En arrière-plan il est clair que chez Mozilla ils ont bien pris note des difficultés de Rust à s'imposer comme langage généraliste multiplateforme (notamment face à Kotlin), de la menace que pourrait faire peser GraalVM, du succès des conteneurs légers côté serveur, et de l'étonnant succès de NodeJS (étonnant parce que techniquement inepte à de nombreux égards). Ils n'ont pas pu ignorer OSv, qui fusionne la JVM, le conteneur de microservice et l'unikernel.
À ce jour, `Wasm+WASI` constitue la synthèse la plus brillante de toutes ces idées.

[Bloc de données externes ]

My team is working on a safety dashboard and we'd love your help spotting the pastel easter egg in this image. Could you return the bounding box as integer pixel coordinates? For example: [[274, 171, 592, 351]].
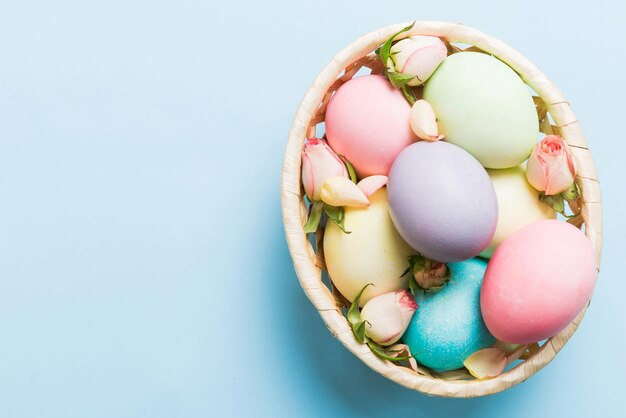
[[324, 187, 414, 306], [480, 166, 556, 258], [387, 141, 498, 262], [480, 220, 596, 344], [424, 52, 539, 168], [325, 75, 417, 178], [402, 258, 495, 371]]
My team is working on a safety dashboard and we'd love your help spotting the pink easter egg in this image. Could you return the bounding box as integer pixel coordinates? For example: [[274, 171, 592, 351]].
[[480, 220, 597, 344], [325, 75, 417, 178]]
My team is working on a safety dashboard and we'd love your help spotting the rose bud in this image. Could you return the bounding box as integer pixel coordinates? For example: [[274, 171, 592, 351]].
[[409, 100, 444, 142], [388, 36, 448, 86], [526, 135, 576, 196], [361, 289, 417, 345], [302, 138, 348, 201], [413, 259, 450, 292], [320, 176, 370, 207]]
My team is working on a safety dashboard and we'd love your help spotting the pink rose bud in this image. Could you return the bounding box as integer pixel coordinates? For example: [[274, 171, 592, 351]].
[[361, 289, 417, 345], [302, 138, 348, 201], [320, 176, 370, 207], [526, 135, 576, 196], [388, 36, 448, 86]]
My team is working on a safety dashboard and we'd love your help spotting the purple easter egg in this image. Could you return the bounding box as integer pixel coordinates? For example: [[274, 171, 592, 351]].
[[387, 141, 498, 262]]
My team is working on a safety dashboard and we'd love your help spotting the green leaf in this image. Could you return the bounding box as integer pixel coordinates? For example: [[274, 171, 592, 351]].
[[324, 203, 350, 234], [561, 183, 580, 200], [376, 22, 415, 67], [337, 154, 357, 184], [402, 86, 417, 106], [352, 321, 367, 344], [347, 283, 374, 324], [539, 192, 568, 216], [367, 340, 415, 361], [387, 71, 415, 89], [304, 202, 324, 234]]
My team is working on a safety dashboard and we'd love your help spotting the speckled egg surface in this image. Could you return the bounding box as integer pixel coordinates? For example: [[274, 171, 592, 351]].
[[481, 220, 596, 344], [324, 187, 414, 306], [387, 141, 498, 262], [325, 75, 417, 178], [424, 52, 539, 168], [402, 258, 495, 370]]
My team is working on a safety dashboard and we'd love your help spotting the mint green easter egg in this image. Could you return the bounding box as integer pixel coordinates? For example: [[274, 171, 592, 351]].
[[424, 52, 539, 168]]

Elle retient les points suivants :
- Compilation anticipée, produisant un exécutable avec :
- Un temps de démarrage très court.
- Une faible empreinte mémoire à l'exécution.
- Multilangage, multiarchitecture avec LLVM comme code intermédiaire.
- Code vérifiable avant l'exécution, façon PNaCl ou JVM.
- Fusion de la notion de conteneur léger et de la JVM (qu'on peut décidément appeler conteneur méconnu).
- Donc fusion les étapes de compilation et de conteneurisation, avec des larmes de bonheur dans les yeux des devops.
- Différentes modalités d'exécution (y compris du JIT et de l'interprété).
- Interface programmatique standardisée pour accéder aux ressources système.
Dans cette liste il n'y a que le dernier point qui soit spécifique à WASI, le reste est déjà fourni par Wasm. Mais c'est bien la standardisation de ces interfaces qui concrétise la promesse du multiplateforme.
Après la grande question c'est la gueule qu'elles auront. D'après l'annonce officielle [Standardizing WASI: A system interface to run WebAssembly outside the web]
on sera très près de POSIX. Genre tu retrouves un bon vieux [``sbrk``]
pour l'allocation mémoire. (Hé hé, les auteurs de WebAssembly ont compris : le ramasse-miettes obligatoire il y a des cas où ça ne passe pas !) Si WASI est un POSIX allégé il n'y aura rien à inventer, c'est mieux. Bien sûr on s'attend à voir un jour des Sockets, de l'OpenGL et du DOM W3C.
C'est marrant, Sun et Oracle n'ont jamais brillé par leur capacité à imposer Java côté client (il a fallu attendre que Google s'y mette avec Android). Cette grosse bouse de JavaScript a presque eu plus de succès en "remontant" du client vers le serveur avec NodeJS. Mozilla, qu'on a toujours tendance à enterrer un peu vite, est bien parti pour refaire le même coup avec `Wasm+WASI`. Deux ans après l'annonce, c'est assez clair qu'Oracle n'a pas vu, ou n'a pas envie d'exploiter, le potentiel de GraalVM comme concurrent de Docker.
On prend les paris ? Dans 2 ans jour pour jour :
- Oracle continue de présenter la JVM dans Docker comme une saine pratique de déploiement.
- Amazon et Google hébergent du code WASI qui s'exécute directement dans leur infrastructure nuage.
- En plus du format natif, une version de NGINX est livrée compilée pour WASI.
- Docker annonce la sortie d'un conteneur WASI pour dans pas longtemps.
Pour une fois personne ne meurt. Si, le JavaScript, mais ça va prendre du temps.
Vu le manque de moyens de Mozilla pour pousser les bons produits (Rust est demeuré assez confidentiel) tout ça peut sembler très optimiste. D'un autre côté le couple `Wasm+WASI` résoud tellement de problèmes qu'on peut compter sur un puissant relai de la part d'autres acteurs.